解説記事2022年06月20日 SCOPE 一括譲渡土地建物、固定資産税評価額でなく鑑定評価額で按分(2022年6月20日号・№935)

地裁、消費税更正処分等の大部分を取消し
一括譲渡土地建物、固定資産税評価額でなく鑑定評価額で按分


 それぞれの対価の額が合理的に区分されていない一括譲渡された土地、建物について、消費税の課税標準の計算上、その按分に用いられる価額が争われた事件で、東京地裁民事51部(岡田幸人裁判長)は令和4年6月7日、国の主張する固定資産税評価額比率による按分法ではなく、裁判所が行った鑑定評価額比率による按分法によるべきとして、原処分の大部分を取り消した。
 国にとっては、類似事案(令和2年9月1日東京地裁判決)に続き、固定資産税評価額による按分が否定されるという厳しい結果となり、鑑定評価が必要とされることによる実務負担への懸念も主張したものの、認められなかった。

固定資産税評価額は、適正な時価を上回るものでないことの推認にとどまる

 本件は、土地建物が一括譲渡された場合における「課税資産の譲渡の対価の額と非課税資産の譲渡の対価の額とに合理的に区分されていないとき」(消令45③)に当たるものについて、その按分に用いられる価額(按分比率)が争われたもの。
 国は、固定資産税評価額比率による按分法によるべきと主張したが、東京地裁は、原告の鑑定の申出を採用して行った鑑定評価額によるべきとの判断を下した(本件土地と建物の固定資産税評価額比率55.51対44.49に対して、鑑定評価額比率は77.30対22.70)。
 その理由として東京地裁は、類似事案の令和2年9月1日東京地裁判決(本誌856号)と同様に、最高裁判決を引用して、以下の考えを示した。
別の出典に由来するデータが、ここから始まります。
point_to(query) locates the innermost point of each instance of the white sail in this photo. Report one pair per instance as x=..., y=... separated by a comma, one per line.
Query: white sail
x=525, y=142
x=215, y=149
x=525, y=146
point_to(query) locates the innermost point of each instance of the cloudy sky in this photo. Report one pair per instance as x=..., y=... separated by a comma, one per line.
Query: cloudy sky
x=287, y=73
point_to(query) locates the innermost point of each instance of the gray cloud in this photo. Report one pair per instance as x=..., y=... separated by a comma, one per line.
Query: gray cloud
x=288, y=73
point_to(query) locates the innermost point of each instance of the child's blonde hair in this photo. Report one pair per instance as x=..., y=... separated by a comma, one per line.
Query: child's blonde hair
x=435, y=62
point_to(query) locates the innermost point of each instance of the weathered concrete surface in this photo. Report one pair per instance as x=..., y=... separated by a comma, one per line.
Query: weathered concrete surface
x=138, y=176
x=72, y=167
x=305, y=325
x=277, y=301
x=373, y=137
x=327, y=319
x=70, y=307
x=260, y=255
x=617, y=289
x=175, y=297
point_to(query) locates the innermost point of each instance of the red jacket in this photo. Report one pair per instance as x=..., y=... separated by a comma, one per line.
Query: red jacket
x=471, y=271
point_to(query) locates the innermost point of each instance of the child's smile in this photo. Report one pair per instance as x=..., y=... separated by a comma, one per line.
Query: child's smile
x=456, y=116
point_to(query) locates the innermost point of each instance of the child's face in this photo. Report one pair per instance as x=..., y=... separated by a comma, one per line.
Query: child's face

 固定資産評価基準の定める評価方法が、適正な時価を算定する方法として一般的な合理性を有するものであるとしても、この評価方法に従って決定された価格は、特段の事情のない限り当該資産の客観的な交換価値としての適正な時価を上回るものではないことが推認されるにとどまるものというべきである(最高裁平成24年(行ヒ)第79号同25年7月12日第二小法廷判決)。また、地方税法が、固定資産税の課税標準に係る固定資産の評価の基準並びに評価の実施の方法及び手続を総務大臣の告示に係る評価基準に委ねている(388条1項)のは、固定資産税の賦課期日における土地課税台帳等の登録価格が同期日における当該資産の客観的な交換価値を上回らないようにすることのみならず、全国一律の統一的な評価基準による評価によって、各市町村全体の評価の均衡を図り、評価に関与する者の個人差に基づく評価の不均衡を解消することをも目的とするものであり、かかる目的の下に行われる評価は、適正な鑑定の評価の過程において考慮の対象とされるような当該資産の個別的な事情については、ある程度捨象されることも前提としているものということができる。

 その上で、「消費税の課税標準の額を計算するために、一括して譲渡された土地及び建物の対価の額を按分する方法として、固定資産評価額による価格比を用いることは、一般的には、その合理性を肯定し得ないものではないが、当該資産の個別事情を考慮した適正な鑑定が行われ、その結果、固定資産税評価額と異なる評価がされ、価額比においても実質的な差異が生じた場合には、もはや固定資産税評価額による価額比を用いて按分する合理性を肯定する根拠は失われ、適正な鑑定に基づく評価額による価額比を用いて按分するのがより合理的になるというべきである。」と判示した。
地裁、納税者の主張する按分計算も否定
 そして、国の「消費税法施行令45条3項が規定する『価額』について、土地の価額と建物の価額がそれぞれ適正な時価といえるだけでなく、課税標準を算定するに当たり合理的な比率となる価額の組み合わせとなるものでなければならない」との主張に対しては、「同項の文言から直ちに導くことはできず、明文にない要件を加重するものとして採用することは困難」とした。また、国は「事後的に行われた鑑定評価等によって一義的な時価に基づく価額比が判明したことを理由に当該処分が違法であると評価することは、納税者(事業者)及び課税庁に対し逐一鑑定評価等を実施して納税申告や更正処分等の内容の適否を検証する必要を迫るものになりかねない」などとも主張したが、その主張も斥けられた。
 一方、本件代金総額は消費税等相当額を含むものであったため、東京地裁は、納税者の主張する、本件建物鑑定評価額に消費税等相当額を加算しない場合の比率で按分する方法についても、「本件代金総額に含まれる消費税等相当額の一部が本件土地の譲渡の対価の額に上乗せされてしまうことになり、本来あるべき本件建物の譲渡の対価の額より過少となる。」として斥けている(参照)。